Emory International Law Review


Jerry L. Lai


Investor-State Dispute Settlement (ISDS) is a standard component of most multilateral free-trade and investment regimes as a way of encouraging cross-border investment. However, the concept has long been mired in controversy, primarily due to its alleged transgression against national sovereignty and domestic regulatory powers. As ideas such as free trade and globalization come under increasing scrutiny in the post-Great Recession era, these controversies have not only rendered ISDS itself politically vulnerable, but also came to jeopardize the success and survival of free-trade and investment regimes that commonly contain ISDS provisions. A salient example of the increasing political risks carried by ISDS is the renegotiation of the North American Free Trade Agreement (NAFTA), during which ISDS reform became a major point of contention between Canadian, Mexican, and U.S. negotiators.
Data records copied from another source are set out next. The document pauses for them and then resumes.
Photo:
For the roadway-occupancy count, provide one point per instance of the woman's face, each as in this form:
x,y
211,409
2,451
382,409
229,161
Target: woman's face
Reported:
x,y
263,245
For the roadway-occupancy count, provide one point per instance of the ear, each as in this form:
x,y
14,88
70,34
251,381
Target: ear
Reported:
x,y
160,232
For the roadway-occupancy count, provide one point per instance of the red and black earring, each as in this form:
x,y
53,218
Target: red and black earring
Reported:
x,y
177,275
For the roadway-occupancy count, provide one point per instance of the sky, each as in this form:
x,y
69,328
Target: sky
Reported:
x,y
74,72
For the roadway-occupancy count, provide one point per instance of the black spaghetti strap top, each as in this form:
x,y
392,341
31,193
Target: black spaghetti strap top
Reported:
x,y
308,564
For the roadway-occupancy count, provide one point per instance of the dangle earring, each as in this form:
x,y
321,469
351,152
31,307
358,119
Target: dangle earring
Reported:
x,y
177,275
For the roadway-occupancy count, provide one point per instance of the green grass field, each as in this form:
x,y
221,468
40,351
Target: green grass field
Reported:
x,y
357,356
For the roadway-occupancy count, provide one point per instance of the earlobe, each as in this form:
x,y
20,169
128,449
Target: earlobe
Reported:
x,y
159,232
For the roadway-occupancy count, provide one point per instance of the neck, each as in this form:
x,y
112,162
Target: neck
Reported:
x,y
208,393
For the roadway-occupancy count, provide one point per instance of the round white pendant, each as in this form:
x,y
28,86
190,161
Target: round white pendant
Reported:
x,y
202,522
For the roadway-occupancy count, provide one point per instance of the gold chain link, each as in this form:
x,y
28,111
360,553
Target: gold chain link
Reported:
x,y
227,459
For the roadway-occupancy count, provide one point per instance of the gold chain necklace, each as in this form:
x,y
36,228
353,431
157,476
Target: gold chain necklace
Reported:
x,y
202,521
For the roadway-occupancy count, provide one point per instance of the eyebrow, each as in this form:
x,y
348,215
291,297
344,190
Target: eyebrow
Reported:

This Comment first presents an overview and case studies regarding the existing ISDS mechanism contained within NAFTA Chapter 11, before moving onto an examination of its counterpart in the Chapter 14 of the United States-Mexico-Canada Agreement (USMCA). While USMCA Chapter 14 is narrower in scope compared to its NAFTA predecessor, it strikes a much-needed balance between reducing the political risks that have long plagued the traditional ISDS model and encouraging cross-border investment from the United States into Mexico, the latter being a developing country which uses ISDS to attract and reassure foreign investors. In sum, while questions regarding further revisions and potential alternatives remain, the USMCA's approach towards ISDS may well prove to be a viable template for the next generation of ISDS provisions.